I forget who it is in Bjo Trimble's On the Good Ship Enterprise that, well let's just say "loses her composure" when she meets Mark Lenard back in The Day. I feel like Duane's Sarek was rather inspired by this kind of encounter.
 
Incidentally, Duane's website has a lot of discount bundles on e-books of her original novels. I recently bought a nearly complete set of the Young Wizards/Feline Wizards e-books, most of which I have in paperback, but these are the revised editions of YW that move the timeline forward to make it more consistent and update the technology to match. Plus it was at such a discount that I couldn't resist, and it's a good incentive to revisit the series for the first time in more years than I'd realized.
 
Incidentally, Duane's website has a lot of discount bundles on e-books of her original novels. I recently bought a nearly complete set of the Young Wizards/Feline Wizards e-books, most of which I have in paperback, but these are the revised editions of YW that move the timeline forward to make it more consistent and update the technology to match. Plus it was at such a discount that I couldn't resist, and it's a good incentive to revisit the series for the first time in more years than I'd realized.
I’ve always meant to explore Duane’s other work. Of her non-Trek series, is there one you’d most recommend starting with?
 
I’ve always meant to explore Duane’s other work. Of her non-Trek series, is there one you’d most recommend starting with?

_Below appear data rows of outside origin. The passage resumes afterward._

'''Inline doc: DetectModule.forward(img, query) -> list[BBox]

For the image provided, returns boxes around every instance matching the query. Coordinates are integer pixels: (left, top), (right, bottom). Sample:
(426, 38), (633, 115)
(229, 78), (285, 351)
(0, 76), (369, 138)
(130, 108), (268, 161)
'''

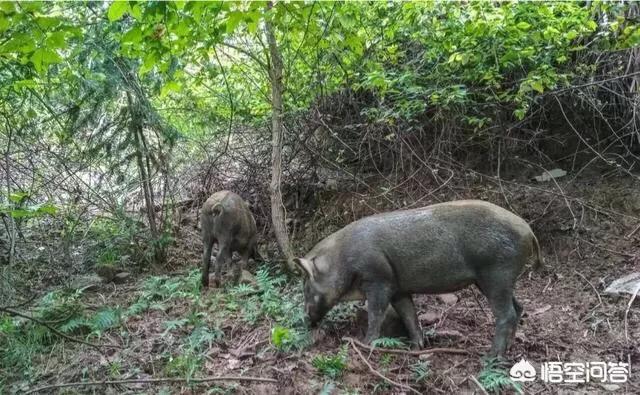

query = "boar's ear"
(293, 258), (316, 280)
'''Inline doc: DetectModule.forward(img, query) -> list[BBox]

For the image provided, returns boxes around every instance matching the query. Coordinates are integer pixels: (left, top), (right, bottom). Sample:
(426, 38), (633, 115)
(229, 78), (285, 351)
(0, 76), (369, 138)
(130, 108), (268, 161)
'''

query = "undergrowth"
(312, 346), (349, 379)
(0, 264), (311, 388)
(478, 357), (523, 394)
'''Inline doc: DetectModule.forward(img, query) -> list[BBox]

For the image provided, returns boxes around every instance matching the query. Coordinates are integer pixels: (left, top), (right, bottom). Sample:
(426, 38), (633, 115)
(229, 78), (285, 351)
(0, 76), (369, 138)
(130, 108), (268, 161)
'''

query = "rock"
(418, 310), (440, 324)
(239, 269), (257, 285)
(69, 274), (103, 291)
(604, 272), (640, 296)
(534, 168), (567, 182)
(601, 384), (620, 392)
(113, 272), (130, 283)
(437, 293), (458, 305)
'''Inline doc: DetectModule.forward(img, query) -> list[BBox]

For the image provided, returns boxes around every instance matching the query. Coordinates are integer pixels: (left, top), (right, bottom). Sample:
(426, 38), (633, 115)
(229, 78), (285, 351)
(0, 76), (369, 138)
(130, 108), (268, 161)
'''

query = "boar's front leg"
(363, 284), (393, 345)
(392, 295), (424, 349)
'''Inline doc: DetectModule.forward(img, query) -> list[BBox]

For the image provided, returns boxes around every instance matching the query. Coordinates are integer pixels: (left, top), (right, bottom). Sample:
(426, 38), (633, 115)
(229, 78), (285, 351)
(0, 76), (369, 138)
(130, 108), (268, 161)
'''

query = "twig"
(0, 307), (121, 351)
(578, 238), (636, 259)
(545, 70), (640, 95)
(573, 270), (603, 309)
(626, 222), (640, 239)
(25, 376), (278, 394)
(516, 157), (576, 229)
(346, 337), (421, 395)
(469, 375), (489, 395)
(624, 284), (640, 342)
(497, 140), (516, 215)
(343, 336), (472, 356)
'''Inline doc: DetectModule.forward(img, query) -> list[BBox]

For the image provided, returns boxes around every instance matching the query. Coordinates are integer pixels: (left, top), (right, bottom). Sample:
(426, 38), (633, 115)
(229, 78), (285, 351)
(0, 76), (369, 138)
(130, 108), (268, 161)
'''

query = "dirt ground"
(7, 175), (640, 394)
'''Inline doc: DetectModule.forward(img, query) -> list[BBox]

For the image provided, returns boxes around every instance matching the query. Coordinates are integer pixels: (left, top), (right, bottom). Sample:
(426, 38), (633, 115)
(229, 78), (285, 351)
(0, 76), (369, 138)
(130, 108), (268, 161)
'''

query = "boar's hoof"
(411, 338), (424, 350)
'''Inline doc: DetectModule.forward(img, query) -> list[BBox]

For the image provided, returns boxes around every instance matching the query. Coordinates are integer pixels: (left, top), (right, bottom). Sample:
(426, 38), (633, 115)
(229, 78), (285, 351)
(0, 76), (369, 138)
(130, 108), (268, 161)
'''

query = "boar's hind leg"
(201, 236), (215, 288)
(392, 295), (423, 349)
(363, 284), (393, 345)
(484, 286), (519, 358)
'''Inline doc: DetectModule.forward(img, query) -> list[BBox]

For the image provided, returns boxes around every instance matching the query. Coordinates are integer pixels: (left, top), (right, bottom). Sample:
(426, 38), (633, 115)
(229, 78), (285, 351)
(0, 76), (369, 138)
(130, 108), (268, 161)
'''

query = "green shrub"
(312, 346), (349, 379)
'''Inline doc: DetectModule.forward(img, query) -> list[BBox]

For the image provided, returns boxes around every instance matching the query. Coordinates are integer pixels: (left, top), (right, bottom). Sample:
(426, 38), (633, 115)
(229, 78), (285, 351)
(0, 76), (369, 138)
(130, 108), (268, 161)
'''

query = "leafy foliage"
(370, 337), (408, 349)
(225, 267), (310, 351)
(312, 346), (349, 379)
(410, 360), (431, 384)
(478, 357), (523, 394)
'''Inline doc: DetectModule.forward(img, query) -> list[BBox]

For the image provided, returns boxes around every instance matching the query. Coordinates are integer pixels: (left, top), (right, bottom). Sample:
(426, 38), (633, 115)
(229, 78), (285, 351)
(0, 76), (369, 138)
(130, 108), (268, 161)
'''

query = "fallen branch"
(342, 336), (472, 356)
(624, 284), (640, 342)
(346, 337), (421, 395)
(0, 307), (121, 351)
(25, 375), (278, 394)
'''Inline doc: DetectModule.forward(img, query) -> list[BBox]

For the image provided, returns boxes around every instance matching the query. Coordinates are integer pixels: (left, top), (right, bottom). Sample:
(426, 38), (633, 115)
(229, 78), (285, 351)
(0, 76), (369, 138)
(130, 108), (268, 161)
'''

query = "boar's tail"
(530, 233), (544, 271)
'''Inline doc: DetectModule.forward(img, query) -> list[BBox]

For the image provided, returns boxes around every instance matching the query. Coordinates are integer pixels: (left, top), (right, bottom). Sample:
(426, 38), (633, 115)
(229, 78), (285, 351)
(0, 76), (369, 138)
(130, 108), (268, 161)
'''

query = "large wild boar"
(294, 200), (543, 357)
(201, 191), (258, 288)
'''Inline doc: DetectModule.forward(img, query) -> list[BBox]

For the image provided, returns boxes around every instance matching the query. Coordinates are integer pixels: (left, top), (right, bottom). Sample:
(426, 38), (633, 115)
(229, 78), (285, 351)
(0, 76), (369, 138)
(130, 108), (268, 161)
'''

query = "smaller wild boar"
(201, 191), (258, 288)
(294, 200), (543, 357)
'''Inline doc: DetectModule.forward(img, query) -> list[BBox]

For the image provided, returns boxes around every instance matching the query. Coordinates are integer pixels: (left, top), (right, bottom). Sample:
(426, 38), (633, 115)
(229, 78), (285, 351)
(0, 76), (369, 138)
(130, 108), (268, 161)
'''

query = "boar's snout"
(304, 299), (329, 328)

Hmm, Young Wizards is the longest and the one I'm most familiar with -- also a fairly easy read since they're YA, though they don't shy away from mature ideas. If you've read TNG: Dark Mirror, you'll find some familiar concepts in the second YW book Deep Wizardry. Or you could start with the Feline Wizards trilogy, which is in the same universe but can stand alone and is not YA.

Most of her other original stuff is standalone novels or nearly so, except for the Middle Kingdoms series including the Tale of the Five, which was supposed to be four novels but has been stalled at three for several decades now, though she's done some other things in the same universe, apparently. That was an adult fantasy alternate-world series that began in 1979, and was pretty progressive for its day in that in prominently featuring a romance and intimate relationship between two male leads.
 
I did manage to order about three of her novels with some pretty good prices, and this all does hype me up for how well they'll be to read. I probably should've ordered Dark Mirror too because I do enjoy the Mirror Universe stuff but I guess I'll cross that road when I get to it.

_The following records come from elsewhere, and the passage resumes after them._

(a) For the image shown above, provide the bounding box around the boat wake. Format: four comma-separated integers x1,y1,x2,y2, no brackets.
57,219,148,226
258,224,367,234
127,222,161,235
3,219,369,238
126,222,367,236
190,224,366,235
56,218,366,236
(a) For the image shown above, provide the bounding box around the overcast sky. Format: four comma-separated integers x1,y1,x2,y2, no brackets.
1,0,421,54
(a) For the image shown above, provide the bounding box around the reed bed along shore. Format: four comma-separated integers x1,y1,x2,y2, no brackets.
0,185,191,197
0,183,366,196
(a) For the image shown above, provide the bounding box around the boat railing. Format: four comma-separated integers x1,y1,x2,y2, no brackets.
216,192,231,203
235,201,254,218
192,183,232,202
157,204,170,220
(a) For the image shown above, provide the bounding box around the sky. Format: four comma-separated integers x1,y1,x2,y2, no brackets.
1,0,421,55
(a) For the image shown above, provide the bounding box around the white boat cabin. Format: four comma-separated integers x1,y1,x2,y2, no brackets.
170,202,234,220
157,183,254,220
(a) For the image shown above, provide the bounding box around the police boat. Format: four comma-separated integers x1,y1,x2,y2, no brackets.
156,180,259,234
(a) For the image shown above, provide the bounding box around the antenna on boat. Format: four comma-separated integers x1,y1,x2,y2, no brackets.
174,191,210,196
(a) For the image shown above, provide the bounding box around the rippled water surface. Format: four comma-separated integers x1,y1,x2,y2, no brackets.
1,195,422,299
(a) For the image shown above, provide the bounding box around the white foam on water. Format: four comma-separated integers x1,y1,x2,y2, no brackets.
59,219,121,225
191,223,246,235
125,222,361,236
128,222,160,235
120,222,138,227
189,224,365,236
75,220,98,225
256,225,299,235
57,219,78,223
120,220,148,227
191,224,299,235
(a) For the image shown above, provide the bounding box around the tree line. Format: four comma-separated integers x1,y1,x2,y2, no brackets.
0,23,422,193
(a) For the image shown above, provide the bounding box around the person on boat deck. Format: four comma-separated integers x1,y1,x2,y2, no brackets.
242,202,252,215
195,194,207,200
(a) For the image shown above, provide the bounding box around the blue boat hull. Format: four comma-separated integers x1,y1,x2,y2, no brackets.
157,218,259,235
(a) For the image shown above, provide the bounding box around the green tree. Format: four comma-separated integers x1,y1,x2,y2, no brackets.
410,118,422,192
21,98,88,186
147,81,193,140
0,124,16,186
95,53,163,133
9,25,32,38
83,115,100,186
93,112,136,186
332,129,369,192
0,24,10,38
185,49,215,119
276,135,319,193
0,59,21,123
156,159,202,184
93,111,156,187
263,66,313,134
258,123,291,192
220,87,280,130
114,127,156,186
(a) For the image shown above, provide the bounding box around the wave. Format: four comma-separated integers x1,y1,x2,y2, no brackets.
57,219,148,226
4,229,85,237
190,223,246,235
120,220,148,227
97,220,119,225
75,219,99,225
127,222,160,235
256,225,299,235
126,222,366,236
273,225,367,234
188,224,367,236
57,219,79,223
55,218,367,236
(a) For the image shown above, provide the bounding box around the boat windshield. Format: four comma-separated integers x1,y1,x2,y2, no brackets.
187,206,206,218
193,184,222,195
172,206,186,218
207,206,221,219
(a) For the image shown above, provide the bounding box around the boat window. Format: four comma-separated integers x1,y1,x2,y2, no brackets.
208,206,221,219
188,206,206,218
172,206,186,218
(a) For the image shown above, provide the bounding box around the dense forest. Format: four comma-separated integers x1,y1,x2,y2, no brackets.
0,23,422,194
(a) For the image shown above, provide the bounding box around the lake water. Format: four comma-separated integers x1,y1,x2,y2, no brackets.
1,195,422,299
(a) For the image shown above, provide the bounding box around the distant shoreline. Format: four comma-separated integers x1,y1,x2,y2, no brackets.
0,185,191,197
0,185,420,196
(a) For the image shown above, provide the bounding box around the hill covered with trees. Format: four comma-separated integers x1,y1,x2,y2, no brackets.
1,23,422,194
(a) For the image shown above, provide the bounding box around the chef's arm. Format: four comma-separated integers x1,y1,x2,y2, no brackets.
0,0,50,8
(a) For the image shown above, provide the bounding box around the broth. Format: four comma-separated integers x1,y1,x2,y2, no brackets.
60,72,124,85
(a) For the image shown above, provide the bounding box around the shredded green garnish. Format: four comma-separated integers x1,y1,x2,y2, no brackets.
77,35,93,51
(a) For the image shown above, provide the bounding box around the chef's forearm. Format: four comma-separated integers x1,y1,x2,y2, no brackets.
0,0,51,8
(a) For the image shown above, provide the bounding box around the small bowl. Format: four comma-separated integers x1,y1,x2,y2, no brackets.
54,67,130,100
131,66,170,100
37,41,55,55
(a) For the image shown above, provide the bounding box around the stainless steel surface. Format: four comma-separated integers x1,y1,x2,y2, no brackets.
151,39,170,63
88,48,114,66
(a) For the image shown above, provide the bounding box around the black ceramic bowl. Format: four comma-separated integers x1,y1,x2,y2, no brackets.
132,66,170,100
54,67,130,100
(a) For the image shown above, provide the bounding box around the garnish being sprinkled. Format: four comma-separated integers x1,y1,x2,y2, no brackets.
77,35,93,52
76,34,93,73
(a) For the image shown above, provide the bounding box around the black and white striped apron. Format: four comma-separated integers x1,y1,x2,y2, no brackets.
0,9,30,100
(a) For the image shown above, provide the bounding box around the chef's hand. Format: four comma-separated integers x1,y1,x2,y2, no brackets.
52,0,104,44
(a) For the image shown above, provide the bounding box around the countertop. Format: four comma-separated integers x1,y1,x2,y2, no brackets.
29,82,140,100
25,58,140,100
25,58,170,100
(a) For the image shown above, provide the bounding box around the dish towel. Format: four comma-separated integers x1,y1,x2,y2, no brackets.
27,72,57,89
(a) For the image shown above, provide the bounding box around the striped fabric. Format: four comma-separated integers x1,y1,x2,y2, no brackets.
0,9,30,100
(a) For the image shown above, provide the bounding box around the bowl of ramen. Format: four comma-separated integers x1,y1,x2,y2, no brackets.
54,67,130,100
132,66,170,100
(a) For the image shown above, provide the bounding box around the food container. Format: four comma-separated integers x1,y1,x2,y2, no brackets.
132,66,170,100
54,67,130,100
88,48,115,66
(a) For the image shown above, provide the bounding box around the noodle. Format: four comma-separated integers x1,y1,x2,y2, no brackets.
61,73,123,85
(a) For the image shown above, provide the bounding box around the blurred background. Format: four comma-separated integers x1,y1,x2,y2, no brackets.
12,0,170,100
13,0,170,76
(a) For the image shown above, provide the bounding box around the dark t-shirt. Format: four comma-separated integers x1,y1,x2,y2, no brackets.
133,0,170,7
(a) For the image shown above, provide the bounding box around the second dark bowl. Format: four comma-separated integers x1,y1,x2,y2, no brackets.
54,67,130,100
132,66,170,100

My local Half Price Books has a fairly extensive collection of new and used Star Trek novels, Diane Duane among them, at reasonable prices. Have you tried your local used book stores to see what they have?
 
Hmm, Young Wizards is the longest and the one I'm most familiar with -- also a fairly easy read since they're YA, though they don't shy away from mature ideas. If you've read TNG: Dark Mirror, you'll find some familiar concepts in the second YW book Deep Wizardry. Or you could start with the Feline Wizards trilogy, which is in the same universe but can stand alone and is not YA.

Most of her other original stuff is standalone novels or nearly so, except for the Middle Kingdoms series including the Tale of the Five, which was supposed to be four novels but has been stalled at three for several decades now, though she's done some other things in the same universe, apparently. That was an adult fantasy alternate-world series that began in 1979, and was pretty progressive for its day in that in prominently featuring a romance and intimate relationship between two male leads.
Thanks, Christopher. It looks like she generally focused more on fantasy than sf (which is fine!).
 
Thanks, Christopher. It looks like she generally focused more on fantasy than sf (which is fine!).

Basically, yeah, but Young/Feline Wizards is one of those universes where the magic is integrated with science fiction elements like aliens and computers and so on, treated as basically a more advanced understanding of physics, more or less, although it's overtly a reality where divine powers exist and created the universe.